Bug 1977351

Summary: CVO pod skipped by workload partitioning with incorrect error stating cluster is not SNO
Product: OpenShift Container Platform Reporter: OpenShift BugZilla Robot <openshift-bugzilla-robot>
Component: NodeAssignee: Artyom <alukiano>
Node sub component: Autoscaler (HPA, VPA) QA Contact: Sunil Choudhary <schoudha>
Status: CLOSED ERRATA Docs Contact:
Severity: high    
Priority: high CC: alukiano, aos-bugs, browsell, dhellmann, kewang, keyoung, mfojtik, sttts, wking, xxia
Version: 4.8   
Target Milestone: ---   
Target Release: 4.8.0   
Hardware: Unspecified   
OS: Unspecified   
Whiteboard:
Fixed In Version: Doc Type: No Doc Update
Doc Text:
Story Points: ---
Clone Of: Environment:
Last Closed: 2021-07-27 23:13:47 UTC Type: ---
Regression: --- Mount Type: ---
Documentation: --- CRM:
Verified Versions: Category: ---
oVirt Team: --- RHEL 7.3 requirements from Atomic Host:
Cloudforms Team: --- Target Upstream Version:
Embargoed:
Bug Depends On: 1976379    
Bug Blocks:    

Description OpenShift BugZilla Robot 2021-06-29 13:57:58 UTC
+++ This bug was initially created as a clone of Bug #1976379 +++

Created attachment 1794553 [details]
must-gather from cluster where this occurred

Description of problem:
Pod "cluster-version-operator-89bf5cdb5-4qhhh" in openshift-cluster-version namespace was not handled by the workload partitioning pod mutation logic.
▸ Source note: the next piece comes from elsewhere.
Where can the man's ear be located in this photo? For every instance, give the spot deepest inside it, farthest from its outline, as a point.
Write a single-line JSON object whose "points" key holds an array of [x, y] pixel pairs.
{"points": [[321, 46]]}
A warning was added to the pod:

apiVersion: v1
kind: Pod
metadata:
  annotations:
    workload.openshift.io/warning: only single-node clusters support workload partitioning


Version-Release number of selected component (if applicable): 4.8.0-0.nightly-2021-06-24-222938

How reproducible: unknown


Steps to Reproduce:
1. Cluster installed
2. "oc describe node" shows 20m CPU requests for this pod
3.

Actual results:
  openshift-cluster-version                         cluster-version-operator-89bf5cdb5-4qhhh                        20m (0%)      0 (0%)      50Mi (0%)        0 (0%)         4h   


Expected results:
  openshift-cluster-version                         cluster-version-operator-89bf5cdb5-4qhhh                        0 (0%)      0 (0%)      50Mi (0%)        0 (0%)         4h   


Additional info:

--- Additional comment from alukiano on 2021-06-27 11:31:08 UTC ---

Can you please provide the installer debug log?
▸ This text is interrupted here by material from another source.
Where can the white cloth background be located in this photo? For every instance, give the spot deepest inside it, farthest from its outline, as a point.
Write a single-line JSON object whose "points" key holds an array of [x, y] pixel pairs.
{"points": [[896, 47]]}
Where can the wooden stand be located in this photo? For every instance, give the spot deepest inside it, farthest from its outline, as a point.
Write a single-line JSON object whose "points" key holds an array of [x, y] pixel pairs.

Comment 4 Xingxing Xia 2021-07-05 10:40:28 UTC
Like the 4.9 clone bug 1976379#c3 steps, I tested latest 4.8 non-SNO env (4.8.0-0.nightly-2021-07-04-112043), the issue still exists.
Checked its last o/k commit:
oc adm release info --commits registry.ci.openshift.org/ocp/release:4.8.0-0.nightly-2021-07-04-112043 | grep hyperkube
  hyperkube    https://github.com/openshift/kubernetes    f36aa364667...

https://github.com/openshift/kubernetes/blob/f36aa364667/openshift-kube-apiserver/admission/autoscaling/managementcpusoverride/admission.go#L183-L186 already contains the PR code. Thus moving back to ASSIGNED.

Comment 5 Artyom 2021-07-05 11:10:50 UTC
The problem that this annotation was added for the SNO cluster with the workload partitioning when it should not.
It's ok to have this annotation under the pod under the non-SNO cluster.

Can you please verify the bug for the SNO cluster with the workload partitioning enabled?

Comment 6 Xingxing Xia 2021-07-05 12:22:18 UTC
(In reply to Artyom from comment #5)
Thanks for clarification. Then it is better to have the QE colleague from team of the workload partitioning feature. Let me update.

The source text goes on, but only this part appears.